Theory and Applications of a Computational Framework for Crystal Plasticity

Theory and Applications of a Computational Framework for Crystal Plasticity


The course addresses some of the challenges in simulating crystal plasticity arising from its underlying multi-length scale nature. After introducing the relevant background in metal physics and continuum mechanics, we discuss strategies of coarse-graining material behavior on different length scales as well as a flexible framework for numerical implementation.


Almost all structural metals undergo plastic, i.e. permanent, deformation during their production and/or use. The simulation of plasticity in crystalline solids is hence an important issue in various engineering disciplines ranging from the optimization of lattice defect content during solidification and cooling of mono-crystals for semi-conductor applications to the prediction of anisotropic shape changes in deep drawing of Al sheets into beverage cans.

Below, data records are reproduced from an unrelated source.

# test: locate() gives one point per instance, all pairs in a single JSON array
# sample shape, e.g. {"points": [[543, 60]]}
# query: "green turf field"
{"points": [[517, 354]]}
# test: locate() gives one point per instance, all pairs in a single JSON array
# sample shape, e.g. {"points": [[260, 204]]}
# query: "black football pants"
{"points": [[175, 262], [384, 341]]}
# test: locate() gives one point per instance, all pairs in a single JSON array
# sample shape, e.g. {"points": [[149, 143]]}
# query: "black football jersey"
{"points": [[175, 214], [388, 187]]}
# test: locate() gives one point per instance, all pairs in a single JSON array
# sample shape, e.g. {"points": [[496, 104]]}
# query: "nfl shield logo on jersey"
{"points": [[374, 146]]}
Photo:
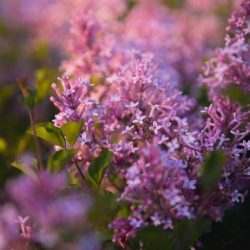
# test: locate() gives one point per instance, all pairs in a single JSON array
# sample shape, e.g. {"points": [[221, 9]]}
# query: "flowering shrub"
{"points": [[138, 155]]}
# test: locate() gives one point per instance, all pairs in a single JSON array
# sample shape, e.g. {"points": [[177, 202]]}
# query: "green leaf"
{"points": [[50, 133], [153, 238], [99, 165], [30, 101], [71, 131], [187, 232], [212, 169], [25, 169], [59, 160], [237, 94]]}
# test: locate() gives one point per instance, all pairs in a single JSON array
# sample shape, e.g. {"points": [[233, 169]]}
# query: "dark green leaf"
{"points": [[71, 131], [50, 133], [212, 169], [59, 160], [187, 232], [99, 165], [236, 94]]}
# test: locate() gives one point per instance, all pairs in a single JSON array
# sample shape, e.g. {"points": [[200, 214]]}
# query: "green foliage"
{"points": [[153, 238], [212, 169], [236, 94], [187, 232], [25, 169], [50, 133], [99, 165], [59, 160], [71, 131]]}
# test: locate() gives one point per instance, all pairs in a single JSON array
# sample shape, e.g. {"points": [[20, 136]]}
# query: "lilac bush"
{"points": [[132, 143]]}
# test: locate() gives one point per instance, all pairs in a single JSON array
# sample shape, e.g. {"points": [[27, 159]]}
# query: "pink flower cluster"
{"points": [[131, 77], [159, 140], [40, 213]]}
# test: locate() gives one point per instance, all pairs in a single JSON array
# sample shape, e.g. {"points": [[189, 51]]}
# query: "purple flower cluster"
{"points": [[231, 65], [149, 125], [123, 79], [42, 212]]}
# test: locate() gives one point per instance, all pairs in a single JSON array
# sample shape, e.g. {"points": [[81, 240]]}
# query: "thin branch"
{"points": [[36, 140], [83, 178]]}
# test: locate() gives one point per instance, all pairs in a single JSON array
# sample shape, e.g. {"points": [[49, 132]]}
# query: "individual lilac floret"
{"points": [[71, 99], [226, 129], [161, 190]]}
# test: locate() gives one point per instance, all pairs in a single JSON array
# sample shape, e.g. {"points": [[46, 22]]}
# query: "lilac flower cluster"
{"points": [[231, 65], [48, 20], [96, 50], [39, 212], [123, 79], [148, 126]]}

However, this is not at all an easy task. The major challenge faced is the multi-scale nature of the problem. Typically, structural metals are not homogenous in a continuum sense but contain a hierarchy of structural features. Hence, the actual stress operating in the vicinity of dislocations, i.e. the linear lattice lattice defects predominantly mediating plasticity on the level of individual crystallites, is difficult to predict from the boundary conditions imposed on the component scale.

The series of lectures aims to illuminate fundamental aspects connected to a computational framework for crystal plasticity. We will deal with:

  • crystal plasticity background from metal physics
  • continuum mechanical background
  • coarse-graining schemes for individual crystallites and poly-crystals
  • time-integration schemes
  • modular coding
  • applications, examples and outlooks.